A wafer (or wafer tumbler, disc tumbler, plate tumbler) is a type of lock design that uses flat metal locking components to directly block rotation of the plug. Wafer keys position all wafers at the shear line to allow the plug to rotate freely.
Wafer locks are popular in a variety of environments, and are classified as low to medium security. Low-security cabinet, desk, and drawer locks are commonly a wafer design. Wafer locks are also the most common form of automobile lock, with many newer models integrating electronic components.
Disc-detainer lock designs use similar locking components, but are instead characterized by round disks that are rotated by the key.
The earliest wafer designs were developed by P. S. Felter in 1868 and Hiram S. Shepardson in 1870. In the 1930s Chicago Lock and Briggs Stratton began producing wafer locks that used a sidebar.
Principles of Operation
A set of wafers is used to block rotation of the plug at one or more points. Low-security wafer locks traditionally block at a single point, though more advanced models can block at the top and the bottom, as well as alternate the bitting of components to be at the top and bottom of the keyway. When the correct key is inserted, all wafers are properly positioned and the plug is free to rotate and engage the bolt mechanism.
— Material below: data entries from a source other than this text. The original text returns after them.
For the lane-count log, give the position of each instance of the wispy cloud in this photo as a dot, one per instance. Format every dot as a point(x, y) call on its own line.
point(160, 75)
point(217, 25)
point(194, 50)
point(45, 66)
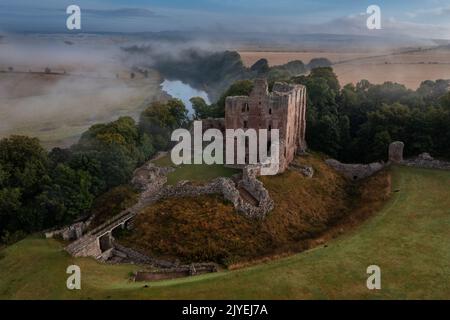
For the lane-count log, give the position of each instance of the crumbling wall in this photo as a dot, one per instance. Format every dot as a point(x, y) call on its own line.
point(355, 171)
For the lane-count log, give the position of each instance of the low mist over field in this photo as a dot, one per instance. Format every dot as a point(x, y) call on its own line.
point(54, 86)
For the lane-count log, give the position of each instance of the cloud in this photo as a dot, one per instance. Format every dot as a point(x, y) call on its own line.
point(122, 13)
point(440, 12)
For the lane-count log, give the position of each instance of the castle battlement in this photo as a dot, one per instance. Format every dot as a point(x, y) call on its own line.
point(284, 109)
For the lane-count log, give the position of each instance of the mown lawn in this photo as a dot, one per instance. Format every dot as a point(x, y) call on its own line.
point(409, 239)
point(194, 172)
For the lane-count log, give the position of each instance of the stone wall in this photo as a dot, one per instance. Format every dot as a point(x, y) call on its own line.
point(284, 109)
point(425, 160)
point(355, 171)
point(396, 151)
point(227, 188)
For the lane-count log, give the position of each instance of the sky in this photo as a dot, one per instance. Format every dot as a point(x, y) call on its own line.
point(419, 18)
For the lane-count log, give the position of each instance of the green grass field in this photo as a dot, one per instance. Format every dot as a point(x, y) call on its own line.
point(409, 239)
point(195, 172)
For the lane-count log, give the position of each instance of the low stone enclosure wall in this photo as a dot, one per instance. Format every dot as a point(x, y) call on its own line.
point(248, 196)
point(176, 272)
point(356, 171)
point(225, 187)
point(361, 171)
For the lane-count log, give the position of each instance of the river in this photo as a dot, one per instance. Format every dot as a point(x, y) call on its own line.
point(184, 92)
Master keying is made possible by wafers with stepped or otherwise segregated bitting areas that interact with the change and master keys.
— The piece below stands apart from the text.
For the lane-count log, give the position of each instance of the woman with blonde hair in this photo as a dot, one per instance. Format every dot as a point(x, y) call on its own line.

- A flat piece of metal placed in the plug of the lock as the primary locking mechanism. Each wafer may have a different size or a different protrusion in the center to provide differs. When wafers are positioned so that they are not protruding from the plug, the plug and cam can rotate to lock or unlock the lock.
- On the side(s) of wafers a spring is used to bias wafers out towards the cylinder.
- The plug is the inner piece of the lock that rotates upon insertion and tension of the correct key. The plug is connected to the cam to actuate the bolt mechanism when rotated.
- The cylinder is the outer piece of the lock that houses the plug. The cylinder is responsible for blocking rotation of the plug when wafers protrude from the plug.
- The cam is an extension connected to the back of the plug which actuates the bolt mechanism to lock or unlock the lock.
Wafer locks are vulnerable to a variety of attacks:
- Wafer locks are not vulnerable to key bumping or pick gun attacks because they do not use pin-tumblers. Bumping a wafer lock will damage the wafers and may cause the bump key to get stuck in the lock.
- Low-security wafer locks are also subject to visual decoding based on the resting position of each component.